Ideas Section

In collaboration with Chris Sullivan, I designed the reading experience for Ideas, The Atlantic's new section of opinion and analysis-driven pieces.


The Problem

We needed to define what Ideas as a section would mean to readers and writers and convey it in an elegant, seamless reading experience that fit with The Atlantic's brand and spirit.


Initial Research

  • Surveyed designs on competitors' opinion sections, with a focus on opinion signaling, author bylines, and recirculation modules:
    • Bloomberg, New Yorker, NPR, Wired, Medium, NYTimes, Washington Post
  • Interviewed Ideas writers to determine what the section meant to them

Goals

  • Provide visual distinction that's different from regular coverage
  • Convey more nuanced depth and analysis than a normal article
  • Showcase the author's experience, perspective, and qualifications
  • Emphasize the author to build familiarity and trust with the writer

Wireframes

I created different author byline treatments to sit on our article pages.




User Testing

We conducted two types of user tests:

  • "Ideas" article label: what type of article do readers think of when they see an 'Ideas' label, and how is the label interpreted within the page hierarchy?
    • 29/40 said the article was opinion, the rest said news/investigative
    • 5/40 users called out the 'Ideas' title as a clue it was opinion

  • Author bylines: how does the author bio affect memory recall of the writer, and are they more likely to seek additional articles by this author?

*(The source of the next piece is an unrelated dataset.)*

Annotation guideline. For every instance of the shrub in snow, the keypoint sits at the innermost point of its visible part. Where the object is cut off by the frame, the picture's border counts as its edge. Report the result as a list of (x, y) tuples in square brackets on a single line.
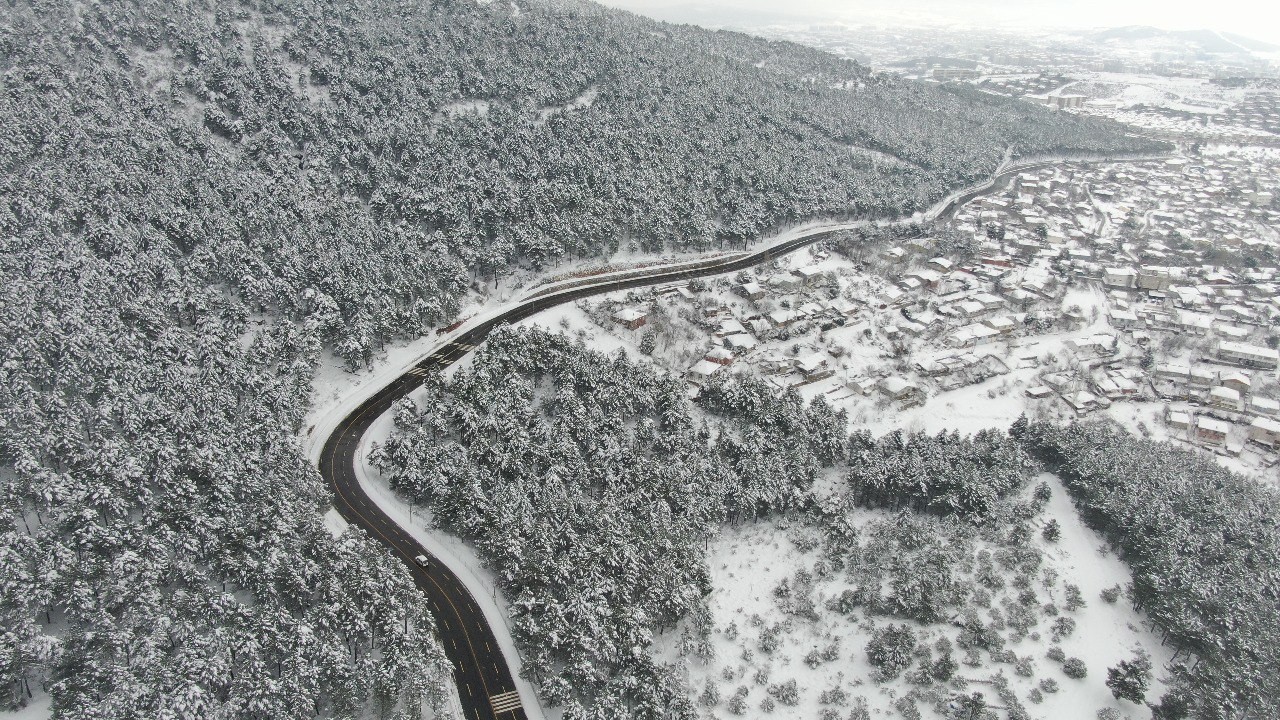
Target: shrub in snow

    • Users had better recall of an author when a bio and/or photo was present (no difference between b&w vs. color)
    • Current byline offers no meaningful signal about author

Final Designs

Single byline


Double byline


Desktop byline




Angela Y. He

is a product designer with experience in UX/UI, front-end dev, and graphic design. Her passions lie in emerging tech + design for social impact.